Inside dope? I’m in.
Being a spy is usually on every kid’s fantasy job list in between astronaut and Scott Disick. This just adds a whole new element to the espionage game. I mean, you don’t have to be a genetically altered Jason Bourne freak show to run a covert op. There’s a place for know-it-all assholes who lack self-awareness, too. This is huge news for Todd over in Logistics.
Next time that conference call runs long because some dude wants to beat a dead horse and share a personal story that has you rolling your eyes and doing the dice-roll hand motion, keep in mind that you may be dealing with a saboteur. Head on a swivel..
[via Independent]
Image via Shutterstock
I just tried to roll invisible dice in my hand while sitting at my desk, which is out in the open. Should’ve thought about that for a few more seconds…
I apparently work with a company full of spies.
How is always coming in when sick not on this list? Chock it up to dedication if somebody complains.
This sounds like how the public sector operates….
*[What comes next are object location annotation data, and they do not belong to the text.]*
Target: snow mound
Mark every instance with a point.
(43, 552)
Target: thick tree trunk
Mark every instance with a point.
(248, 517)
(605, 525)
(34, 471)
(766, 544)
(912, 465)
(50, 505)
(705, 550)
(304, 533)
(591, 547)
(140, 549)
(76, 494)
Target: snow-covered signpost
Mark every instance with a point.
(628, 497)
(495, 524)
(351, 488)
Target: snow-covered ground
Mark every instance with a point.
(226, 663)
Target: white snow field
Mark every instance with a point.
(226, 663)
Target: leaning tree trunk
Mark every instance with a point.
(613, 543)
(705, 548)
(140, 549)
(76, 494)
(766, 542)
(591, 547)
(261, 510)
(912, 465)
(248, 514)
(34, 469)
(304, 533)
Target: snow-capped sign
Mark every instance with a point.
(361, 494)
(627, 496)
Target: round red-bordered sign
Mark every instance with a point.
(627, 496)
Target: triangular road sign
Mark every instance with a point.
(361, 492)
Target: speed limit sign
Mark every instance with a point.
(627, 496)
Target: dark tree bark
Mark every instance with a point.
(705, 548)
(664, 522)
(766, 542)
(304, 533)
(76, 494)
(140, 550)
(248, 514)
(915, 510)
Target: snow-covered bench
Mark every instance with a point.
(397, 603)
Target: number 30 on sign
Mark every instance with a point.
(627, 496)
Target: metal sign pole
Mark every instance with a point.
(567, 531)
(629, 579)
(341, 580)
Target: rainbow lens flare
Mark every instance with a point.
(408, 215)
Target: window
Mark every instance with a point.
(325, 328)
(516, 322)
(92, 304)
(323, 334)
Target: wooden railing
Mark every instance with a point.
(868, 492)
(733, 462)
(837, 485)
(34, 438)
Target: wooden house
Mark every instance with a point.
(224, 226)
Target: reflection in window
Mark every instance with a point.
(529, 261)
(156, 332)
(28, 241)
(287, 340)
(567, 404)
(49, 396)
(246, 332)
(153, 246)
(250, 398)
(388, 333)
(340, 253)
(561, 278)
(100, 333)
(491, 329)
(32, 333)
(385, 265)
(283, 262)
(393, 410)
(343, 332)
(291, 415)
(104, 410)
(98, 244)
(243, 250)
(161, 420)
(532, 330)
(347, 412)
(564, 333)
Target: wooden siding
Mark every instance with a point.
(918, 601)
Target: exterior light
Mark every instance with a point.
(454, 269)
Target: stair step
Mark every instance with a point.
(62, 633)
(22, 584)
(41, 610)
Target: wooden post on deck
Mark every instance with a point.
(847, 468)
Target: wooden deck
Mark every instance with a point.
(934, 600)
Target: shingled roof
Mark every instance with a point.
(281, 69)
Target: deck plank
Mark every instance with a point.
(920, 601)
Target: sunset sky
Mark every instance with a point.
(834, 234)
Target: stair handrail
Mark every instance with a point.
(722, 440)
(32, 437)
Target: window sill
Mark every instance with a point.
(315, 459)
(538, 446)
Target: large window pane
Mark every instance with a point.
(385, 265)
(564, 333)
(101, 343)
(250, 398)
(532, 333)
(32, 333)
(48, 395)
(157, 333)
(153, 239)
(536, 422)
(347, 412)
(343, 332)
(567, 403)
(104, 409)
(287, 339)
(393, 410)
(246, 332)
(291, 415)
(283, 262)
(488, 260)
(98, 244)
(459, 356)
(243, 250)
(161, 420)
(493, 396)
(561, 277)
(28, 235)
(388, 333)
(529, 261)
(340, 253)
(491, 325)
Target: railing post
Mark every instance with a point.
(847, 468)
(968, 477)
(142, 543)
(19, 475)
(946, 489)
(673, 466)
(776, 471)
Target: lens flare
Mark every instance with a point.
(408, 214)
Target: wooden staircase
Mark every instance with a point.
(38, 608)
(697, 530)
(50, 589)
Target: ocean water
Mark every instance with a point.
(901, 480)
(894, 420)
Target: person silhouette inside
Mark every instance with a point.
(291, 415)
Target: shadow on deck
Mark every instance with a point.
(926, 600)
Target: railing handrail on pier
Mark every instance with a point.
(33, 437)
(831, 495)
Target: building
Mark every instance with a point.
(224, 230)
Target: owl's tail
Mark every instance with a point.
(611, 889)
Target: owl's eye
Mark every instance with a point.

Oh right, the private sector definitely operates more efficiently…
ohhhh this is getting heated.
It won’t go too far. SadlyPG will need 3 more months to form an investigative committee and a $15 million funding increase to figure out how to respond to postgradpoverty’s rebuttal. And then another 6 months and $40 million to figure out what sort of consequences transgendered street walking polar bears in Sierra Leone would suffer as a result of posting said rebuttal.